MongoDB study notes (six, MongoDB copy sets and slice)

table of Contents:

  • MongoDB deployment model
  • MongoDB can copy set
  • MongoDB separate read and write
  • Slice architecture deployment
  • Best Practices

MongoDB deployment models:

Single -> Set replicable -> slice cluster

MongoDB can be copied sets:

The method of copy sets can be distributed among multiple nodes and maintenance data MongoDB; it can copy the data from one node to the other nodes, and when modifying data synchronization.

Prior to version 3.0 called the shots from copying, 3.0 + recommended to copy this set.

 

1. Why use a replication set, what are the benefits?

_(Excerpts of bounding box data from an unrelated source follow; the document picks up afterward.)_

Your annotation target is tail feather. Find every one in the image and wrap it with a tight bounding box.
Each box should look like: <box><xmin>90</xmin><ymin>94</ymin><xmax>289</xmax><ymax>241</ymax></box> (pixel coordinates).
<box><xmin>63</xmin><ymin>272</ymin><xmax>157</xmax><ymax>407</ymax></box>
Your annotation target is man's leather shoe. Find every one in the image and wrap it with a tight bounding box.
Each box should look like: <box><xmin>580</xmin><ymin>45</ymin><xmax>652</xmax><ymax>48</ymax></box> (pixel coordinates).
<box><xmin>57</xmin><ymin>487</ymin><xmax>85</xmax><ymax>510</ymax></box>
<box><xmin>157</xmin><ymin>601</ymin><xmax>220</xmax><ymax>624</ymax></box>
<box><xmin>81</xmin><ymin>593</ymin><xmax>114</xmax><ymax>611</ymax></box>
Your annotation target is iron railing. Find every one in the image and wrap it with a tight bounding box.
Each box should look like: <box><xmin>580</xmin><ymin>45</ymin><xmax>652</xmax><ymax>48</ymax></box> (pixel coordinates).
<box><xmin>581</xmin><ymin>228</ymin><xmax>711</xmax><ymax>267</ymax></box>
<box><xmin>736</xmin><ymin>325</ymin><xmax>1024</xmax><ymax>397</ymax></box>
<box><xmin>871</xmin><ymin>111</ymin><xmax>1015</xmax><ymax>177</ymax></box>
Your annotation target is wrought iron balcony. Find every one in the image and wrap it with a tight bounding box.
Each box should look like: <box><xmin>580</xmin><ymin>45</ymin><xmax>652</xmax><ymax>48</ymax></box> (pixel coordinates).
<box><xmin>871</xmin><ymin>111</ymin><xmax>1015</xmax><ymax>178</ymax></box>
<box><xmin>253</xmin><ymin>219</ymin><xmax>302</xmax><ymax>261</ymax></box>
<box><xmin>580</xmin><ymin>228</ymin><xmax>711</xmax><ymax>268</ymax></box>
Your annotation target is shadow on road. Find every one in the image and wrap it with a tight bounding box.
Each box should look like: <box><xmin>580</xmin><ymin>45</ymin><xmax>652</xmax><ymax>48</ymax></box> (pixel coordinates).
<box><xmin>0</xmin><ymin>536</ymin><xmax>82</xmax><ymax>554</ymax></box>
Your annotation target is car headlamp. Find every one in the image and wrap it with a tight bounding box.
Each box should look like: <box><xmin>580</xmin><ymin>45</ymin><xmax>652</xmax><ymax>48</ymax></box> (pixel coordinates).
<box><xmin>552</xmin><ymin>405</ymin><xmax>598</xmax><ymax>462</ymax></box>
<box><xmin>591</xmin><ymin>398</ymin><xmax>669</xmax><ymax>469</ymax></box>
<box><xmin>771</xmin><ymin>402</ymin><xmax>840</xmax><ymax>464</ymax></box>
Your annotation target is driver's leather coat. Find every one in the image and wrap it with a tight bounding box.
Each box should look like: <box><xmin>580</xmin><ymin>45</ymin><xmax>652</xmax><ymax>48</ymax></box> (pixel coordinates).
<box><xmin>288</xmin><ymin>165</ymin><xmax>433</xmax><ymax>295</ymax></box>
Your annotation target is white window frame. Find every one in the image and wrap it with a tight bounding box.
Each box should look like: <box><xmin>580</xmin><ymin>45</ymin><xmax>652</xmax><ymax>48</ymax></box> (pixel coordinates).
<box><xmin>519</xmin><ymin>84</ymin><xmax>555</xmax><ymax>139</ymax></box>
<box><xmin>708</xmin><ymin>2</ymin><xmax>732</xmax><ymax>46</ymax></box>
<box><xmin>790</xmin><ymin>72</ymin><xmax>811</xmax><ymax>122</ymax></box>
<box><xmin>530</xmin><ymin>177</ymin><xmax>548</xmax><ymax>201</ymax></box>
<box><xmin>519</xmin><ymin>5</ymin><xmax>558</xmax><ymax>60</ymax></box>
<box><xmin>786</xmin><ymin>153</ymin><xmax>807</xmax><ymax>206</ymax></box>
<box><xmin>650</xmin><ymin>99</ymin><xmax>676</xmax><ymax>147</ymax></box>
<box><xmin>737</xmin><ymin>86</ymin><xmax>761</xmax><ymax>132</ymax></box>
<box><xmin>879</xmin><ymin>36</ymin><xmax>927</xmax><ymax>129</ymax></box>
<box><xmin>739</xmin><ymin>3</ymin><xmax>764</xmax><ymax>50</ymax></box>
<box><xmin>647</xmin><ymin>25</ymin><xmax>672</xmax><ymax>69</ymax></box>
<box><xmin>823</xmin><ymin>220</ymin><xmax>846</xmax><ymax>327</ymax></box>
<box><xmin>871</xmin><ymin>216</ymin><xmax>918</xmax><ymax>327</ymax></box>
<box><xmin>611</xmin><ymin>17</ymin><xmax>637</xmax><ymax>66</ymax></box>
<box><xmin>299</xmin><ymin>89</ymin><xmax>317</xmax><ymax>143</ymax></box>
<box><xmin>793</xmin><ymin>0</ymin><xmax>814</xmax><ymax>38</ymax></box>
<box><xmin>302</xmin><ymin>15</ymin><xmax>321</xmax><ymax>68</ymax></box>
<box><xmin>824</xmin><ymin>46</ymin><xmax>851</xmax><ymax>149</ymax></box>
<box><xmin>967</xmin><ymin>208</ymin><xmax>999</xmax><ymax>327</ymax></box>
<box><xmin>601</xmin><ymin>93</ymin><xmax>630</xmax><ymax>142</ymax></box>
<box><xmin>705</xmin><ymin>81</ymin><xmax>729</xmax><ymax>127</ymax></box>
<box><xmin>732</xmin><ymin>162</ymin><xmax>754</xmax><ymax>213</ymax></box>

  • It may be possible to avoid data loss, protect data security, improve system security. (At least three nodes, maximum 50)
  • It has automated disaster recovery mechanism, after the primary node goes down will elect a new master node, to improve the robustness of the system. (7 election node limit)
  • Separate read and write, to improve system performance.

2, may build a copy of the set:

a, installation of three or more MongoDB

b, configure mongodb.conf

Replication:
   // cluster name 
  replSetName: name
   // oplog size 
  oplogSizeMB: 50

c, running on the primary node can copy the initial command sets

// copy set initialization 
rs.initiate ({
     'the _id': 'name' ,
     'Version':. 1 ,
     'Members': [{ '_ ID': 0, Host: 'IP: Port' }] 
}) 

// add child node 
rs.add ( 'IP: Port' ) 
rs.add ( 'IP2: Port')

d, running rs.Status () or rs.isMaster () command to check the status of copy sets.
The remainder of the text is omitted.